Last week, McClatchy’s Marisa Taylor reported on two cases showing the new appeals process for whistleblower retaliation claims ordered by President Obama is now operational; in the cases of Army whistleblower Michael Helms and CIA whistleblower John Reidy, the Intelligence Community Inspector General, Charles McCullough, has bounced the appeals back to the agencies in question for re-review.
That McCullough has chosen to bounce these two appeals back to the agencies is notable enough, because his commitment to whistleblower issues has never been apparent. Instead, McCullough has spent his time as IG conducting leak investigations. And last year, a complaint email sent to Daniel Meyer, who oversees whistleblower issues for the intelligence community, somehow got shared with the subject of the complaint. So McCullough’s record on these issues is less than stellar.
But McCullough’s move is particularly interesting when you consider the details of the appeal of the second complainant, John Reidy.

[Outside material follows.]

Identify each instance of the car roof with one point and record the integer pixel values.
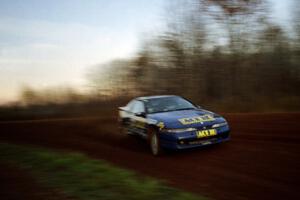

Reidy was not a CIA employee – his complaint spans the time from 2005 to he 2011, during which he was a subcontractor to SAIC and then, after he lost his contract with them, with Mantech, although another CIA contractor, Raytheon, got involved in alleged retaliatory actions leading to his firing from Mantech in 2011. In addition, Reidy’s whistleblowing appears to have led to an adjudication flag that has held up his security clearance renewal, which prevents him from getting any more contracts going forward.